Source URL: https://edmcman.github.io/blog/2024-01-11–fuzzy-hashing-for-code-comparisons/
Source: Hacker News
Title: The performance of hashing for similar function detection
Feedly Summary: Comments
AI Summary and Description: Yes
Summary: The text delves deeply into malware reverse engineering and explores advanced hashing techniques like PIC hashing and fuzzy hashing. It highlights the significant challenges faced in identifying equivalent functions across different software versions, particularly in compiled code, emphasizing the accuracy and limitations of these methods. This discussion is particularly relevant for security professionals focused on malware detection and reverse engineering.
Detailed Description: The content presents a comprehensive analysis of code comparison techniques important in malware reverse engineering, specifically through the lens of hashing methods. Below are key points addressed in the text:
– **Reverse Engineering Malware**: Discusses the challenges of identifying malware variants, as slight modifications by authors can render re-analysis tedious without efficient techniques.
– **Code Comparison Techniques**:
– **Exact Hashing**: Explains the limitations of exact hashing, which can fail when small changes occur in the code’s structure.
– **PIC Hashing**: Introduces Position Independent Code (PIC) hashing, which allows for the comparison of functions irrespective of their memory addresses, thus addressing some shortcomings of exact hashing.

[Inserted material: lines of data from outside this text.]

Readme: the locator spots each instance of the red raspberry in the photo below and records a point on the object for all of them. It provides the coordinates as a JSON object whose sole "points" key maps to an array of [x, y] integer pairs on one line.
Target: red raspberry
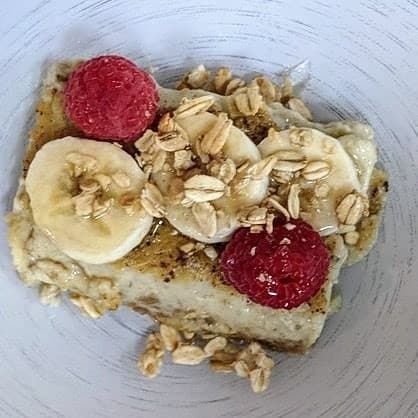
{"points": [[109, 97], [281, 270]]}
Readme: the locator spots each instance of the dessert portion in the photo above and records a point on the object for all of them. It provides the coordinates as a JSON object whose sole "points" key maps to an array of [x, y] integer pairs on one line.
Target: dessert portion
{"points": [[219, 208]]}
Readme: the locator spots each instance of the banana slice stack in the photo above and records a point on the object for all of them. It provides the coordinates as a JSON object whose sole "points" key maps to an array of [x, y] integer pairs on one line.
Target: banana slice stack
{"points": [[85, 195]]}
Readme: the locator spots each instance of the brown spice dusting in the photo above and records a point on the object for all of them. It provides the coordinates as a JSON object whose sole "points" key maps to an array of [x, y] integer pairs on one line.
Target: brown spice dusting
{"points": [[256, 126]]}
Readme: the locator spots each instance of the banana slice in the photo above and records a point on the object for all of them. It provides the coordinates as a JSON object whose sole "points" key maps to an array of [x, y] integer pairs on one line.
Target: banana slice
{"points": [[210, 212], [85, 195], [323, 168]]}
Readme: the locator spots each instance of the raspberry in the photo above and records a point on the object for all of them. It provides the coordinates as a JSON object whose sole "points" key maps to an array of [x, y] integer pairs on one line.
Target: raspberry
{"points": [[109, 97], [280, 270]]}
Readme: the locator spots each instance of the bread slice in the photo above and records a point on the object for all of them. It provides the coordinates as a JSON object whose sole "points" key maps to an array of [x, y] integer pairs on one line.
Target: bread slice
{"points": [[157, 278]]}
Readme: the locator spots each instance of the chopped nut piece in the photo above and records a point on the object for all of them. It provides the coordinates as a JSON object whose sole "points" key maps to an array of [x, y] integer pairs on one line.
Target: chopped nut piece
{"points": [[273, 202], [166, 124], [203, 188], [242, 369], [121, 179], [89, 185], [158, 161], [289, 155], [293, 203], [130, 202], [81, 163], [264, 361], [260, 379], [227, 171], [198, 77], [153, 201], [170, 336], [104, 181], [83, 204], [328, 146], [205, 215], [316, 170], [100, 208], [172, 142], [214, 140], [270, 223], [289, 166], [146, 142], [183, 160], [350, 209], [193, 107], [246, 102], [188, 335], [210, 252], [150, 361], [321, 190], [300, 137], [188, 355], [217, 344], [351, 238], [262, 168], [344, 229], [233, 86], [267, 88], [299, 106]]}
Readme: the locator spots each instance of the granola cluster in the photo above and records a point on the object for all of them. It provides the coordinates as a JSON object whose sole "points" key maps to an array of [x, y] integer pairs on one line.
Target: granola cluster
{"points": [[224, 356]]}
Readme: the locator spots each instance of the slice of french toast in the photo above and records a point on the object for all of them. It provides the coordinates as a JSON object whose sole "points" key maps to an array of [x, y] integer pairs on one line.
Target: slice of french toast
{"points": [[184, 290]]}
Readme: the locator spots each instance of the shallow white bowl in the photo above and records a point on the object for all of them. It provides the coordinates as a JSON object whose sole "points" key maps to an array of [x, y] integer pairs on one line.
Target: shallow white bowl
{"points": [[364, 56]]}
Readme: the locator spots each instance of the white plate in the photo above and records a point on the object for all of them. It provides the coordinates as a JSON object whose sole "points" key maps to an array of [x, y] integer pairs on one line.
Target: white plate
{"points": [[364, 55]]}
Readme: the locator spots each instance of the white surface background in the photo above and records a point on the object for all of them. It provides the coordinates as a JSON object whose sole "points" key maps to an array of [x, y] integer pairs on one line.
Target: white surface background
{"points": [[364, 55]]}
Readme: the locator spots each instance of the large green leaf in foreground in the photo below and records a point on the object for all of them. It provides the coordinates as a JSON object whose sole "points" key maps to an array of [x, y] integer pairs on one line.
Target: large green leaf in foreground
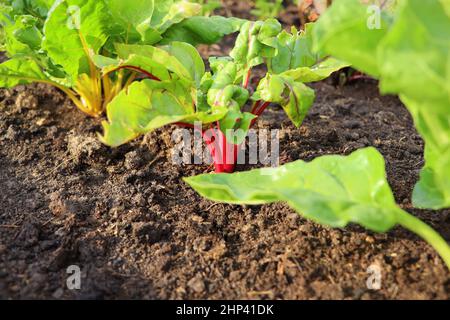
{"points": [[410, 55], [331, 190]]}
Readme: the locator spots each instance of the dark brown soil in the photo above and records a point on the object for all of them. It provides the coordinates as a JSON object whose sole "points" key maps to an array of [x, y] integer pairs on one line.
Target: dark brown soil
{"points": [[137, 231]]}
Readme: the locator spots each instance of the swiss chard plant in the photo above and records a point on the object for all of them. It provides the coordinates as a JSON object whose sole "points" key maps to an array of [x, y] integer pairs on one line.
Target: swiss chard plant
{"points": [[331, 190], [55, 42], [179, 90], [408, 49]]}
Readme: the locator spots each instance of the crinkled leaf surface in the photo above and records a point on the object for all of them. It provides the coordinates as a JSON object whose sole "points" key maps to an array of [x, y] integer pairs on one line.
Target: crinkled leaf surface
{"points": [[331, 190], [145, 106], [295, 97], [68, 46], [20, 71], [411, 56], [256, 41], [343, 31]]}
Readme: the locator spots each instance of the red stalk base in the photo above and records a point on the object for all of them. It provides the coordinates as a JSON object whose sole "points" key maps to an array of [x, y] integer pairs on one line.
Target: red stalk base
{"points": [[224, 154]]}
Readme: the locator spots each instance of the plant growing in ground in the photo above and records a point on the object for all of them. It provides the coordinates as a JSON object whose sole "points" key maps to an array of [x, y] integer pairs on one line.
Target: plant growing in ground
{"points": [[336, 190], [266, 9], [408, 49], [331, 190], [180, 91], [55, 42]]}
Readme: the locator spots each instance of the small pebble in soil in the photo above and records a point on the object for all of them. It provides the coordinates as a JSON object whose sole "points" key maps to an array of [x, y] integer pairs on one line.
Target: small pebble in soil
{"points": [[26, 100], [197, 284], [83, 147]]}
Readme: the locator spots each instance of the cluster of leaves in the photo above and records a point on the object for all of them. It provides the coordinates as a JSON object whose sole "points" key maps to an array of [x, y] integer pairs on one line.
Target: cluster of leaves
{"points": [[416, 34], [56, 42], [336, 190], [180, 90]]}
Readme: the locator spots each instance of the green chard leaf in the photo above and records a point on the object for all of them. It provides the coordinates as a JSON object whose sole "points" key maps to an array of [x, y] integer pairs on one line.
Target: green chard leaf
{"points": [[75, 30], [257, 41], [145, 106], [343, 30], [389, 53], [134, 19], [295, 50], [151, 104], [330, 190], [295, 97], [20, 71]]}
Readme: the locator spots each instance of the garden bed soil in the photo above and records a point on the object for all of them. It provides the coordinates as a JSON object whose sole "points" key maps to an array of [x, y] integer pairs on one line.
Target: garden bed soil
{"points": [[138, 231]]}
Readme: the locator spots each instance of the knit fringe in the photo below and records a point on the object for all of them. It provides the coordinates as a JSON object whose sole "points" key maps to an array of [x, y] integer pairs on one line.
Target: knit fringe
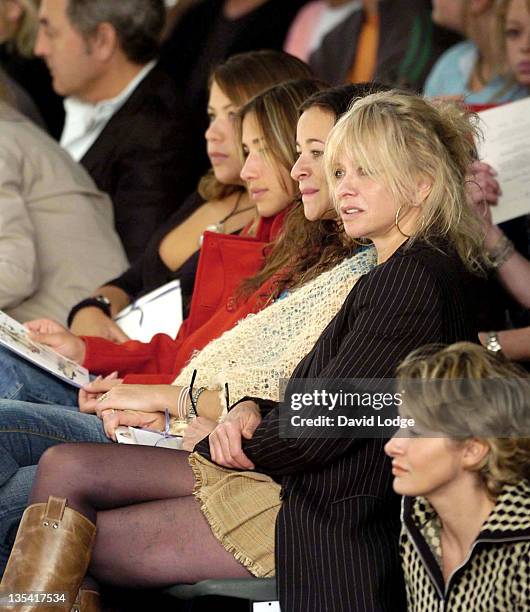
{"points": [[252, 566]]}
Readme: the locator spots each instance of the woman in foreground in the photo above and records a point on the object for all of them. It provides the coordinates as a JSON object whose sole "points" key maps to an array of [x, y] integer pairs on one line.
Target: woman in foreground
{"points": [[465, 473], [413, 209]]}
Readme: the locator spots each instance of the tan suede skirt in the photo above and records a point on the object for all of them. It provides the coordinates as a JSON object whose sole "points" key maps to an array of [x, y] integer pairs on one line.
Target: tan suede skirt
{"points": [[241, 508]]}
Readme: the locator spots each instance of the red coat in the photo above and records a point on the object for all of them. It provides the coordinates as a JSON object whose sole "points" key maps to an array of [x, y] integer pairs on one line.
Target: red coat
{"points": [[224, 262]]}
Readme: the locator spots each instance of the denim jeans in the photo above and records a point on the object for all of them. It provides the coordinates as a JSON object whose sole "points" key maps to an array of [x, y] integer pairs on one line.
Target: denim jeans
{"points": [[21, 380], [26, 431]]}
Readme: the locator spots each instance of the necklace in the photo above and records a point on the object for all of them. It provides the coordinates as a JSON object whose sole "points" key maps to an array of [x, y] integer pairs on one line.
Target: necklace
{"points": [[219, 227], [479, 72]]}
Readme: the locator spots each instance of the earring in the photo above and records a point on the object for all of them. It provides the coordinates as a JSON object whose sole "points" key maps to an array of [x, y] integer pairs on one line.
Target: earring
{"points": [[396, 223]]}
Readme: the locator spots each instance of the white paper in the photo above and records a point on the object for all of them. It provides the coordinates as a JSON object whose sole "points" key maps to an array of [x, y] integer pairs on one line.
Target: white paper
{"points": [[266, 606], [158, 312], [14, 337], [144, 437], [506, 146]]}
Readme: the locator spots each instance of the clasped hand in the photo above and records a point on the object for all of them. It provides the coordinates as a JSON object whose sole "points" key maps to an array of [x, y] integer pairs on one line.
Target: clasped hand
{"points": [[226, 439]]}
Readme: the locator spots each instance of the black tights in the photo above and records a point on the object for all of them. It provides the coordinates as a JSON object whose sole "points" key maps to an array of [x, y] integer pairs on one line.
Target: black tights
{"points": [[150, 529]]}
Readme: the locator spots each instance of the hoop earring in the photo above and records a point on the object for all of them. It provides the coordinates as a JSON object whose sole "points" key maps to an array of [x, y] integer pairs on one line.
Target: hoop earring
{"points": [[396, 223], [365, 242]]}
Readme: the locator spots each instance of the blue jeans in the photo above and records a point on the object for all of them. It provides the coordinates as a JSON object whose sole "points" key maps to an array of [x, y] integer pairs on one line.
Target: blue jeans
{"points": [[21, 380], [26, 431]]}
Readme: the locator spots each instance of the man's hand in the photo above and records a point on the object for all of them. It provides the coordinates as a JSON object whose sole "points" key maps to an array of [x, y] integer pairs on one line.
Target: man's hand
{"points": [[197, 430], [112, 419], [92, 392], [58, 338], [225, 441], [92, 321]]}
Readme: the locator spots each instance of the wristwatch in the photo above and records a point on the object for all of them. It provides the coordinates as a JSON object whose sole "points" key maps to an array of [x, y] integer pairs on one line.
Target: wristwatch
{"points": [[492, 343], [97, 301]]}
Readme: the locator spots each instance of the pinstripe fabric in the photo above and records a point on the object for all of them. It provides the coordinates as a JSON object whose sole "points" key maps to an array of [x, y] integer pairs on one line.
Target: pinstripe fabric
{"points": [[337, 532]]}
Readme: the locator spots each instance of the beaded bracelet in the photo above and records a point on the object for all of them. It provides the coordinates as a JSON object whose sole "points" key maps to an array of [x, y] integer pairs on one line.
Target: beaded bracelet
{"points": [[182, 410], [192, 410]]}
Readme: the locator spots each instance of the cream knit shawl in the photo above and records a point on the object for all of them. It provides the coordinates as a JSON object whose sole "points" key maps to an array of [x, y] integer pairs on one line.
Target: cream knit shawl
{"points": [[265, 347]]}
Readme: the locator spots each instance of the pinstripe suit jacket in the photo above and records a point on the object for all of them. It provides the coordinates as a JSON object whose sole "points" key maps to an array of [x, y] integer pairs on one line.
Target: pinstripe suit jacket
{"points": [[337, 531]]}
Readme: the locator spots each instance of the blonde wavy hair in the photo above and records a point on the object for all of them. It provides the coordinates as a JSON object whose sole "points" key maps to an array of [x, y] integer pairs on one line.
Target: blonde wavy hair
{"points": [[502, 7], [26, 33], [465, 390], [400, 138], [240, 78]]}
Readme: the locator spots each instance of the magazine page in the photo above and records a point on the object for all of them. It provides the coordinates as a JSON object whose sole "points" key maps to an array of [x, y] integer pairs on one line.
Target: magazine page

– **Fuzzy Hashing**: Discusses fuzzy hashing techniques that assess the similarity between codes, which can yield better matches when codes are not identical but related.
– **Experiments and Findings**:
– The text provides a series of experiments comparing OpenSSL versions compiled with different configurations. Results include precision, recall, and F1 scores for each method:
– **Metrics**: Key performance indicators (accuracy, precision, recall, F1 score) are emphasized to determine the effectiveness of each hashing technique in identifying equivalent functions.
– **Confusion Matrices**: Utilized to evaluate the performance of PIC and fuzzy hashing techniques against different test conditions.
– **Limitations**: The analysis underscores that while PIC hashing is efficient and provides high precision, it can struggle with significant changes in compilations. Fuzzy hashing methods might offer a broader view but require optimal thresholds that can be challenging to determine in practice.
– **Future Considerations**: The text concludes with a look towards future approaches, such as using semantic information in function comparisons or leveraging neural networks for improved similarity assessments.
Overall, this comprehensive exploration of malware reverse engineering methodologies is invaluable for professionals focused on enhancing security protocols through effective code analysis and comparison. The discussion not only informs but invites further inquiry into adopting innovative strategies that bridge current gaps in code comparison and malware detection.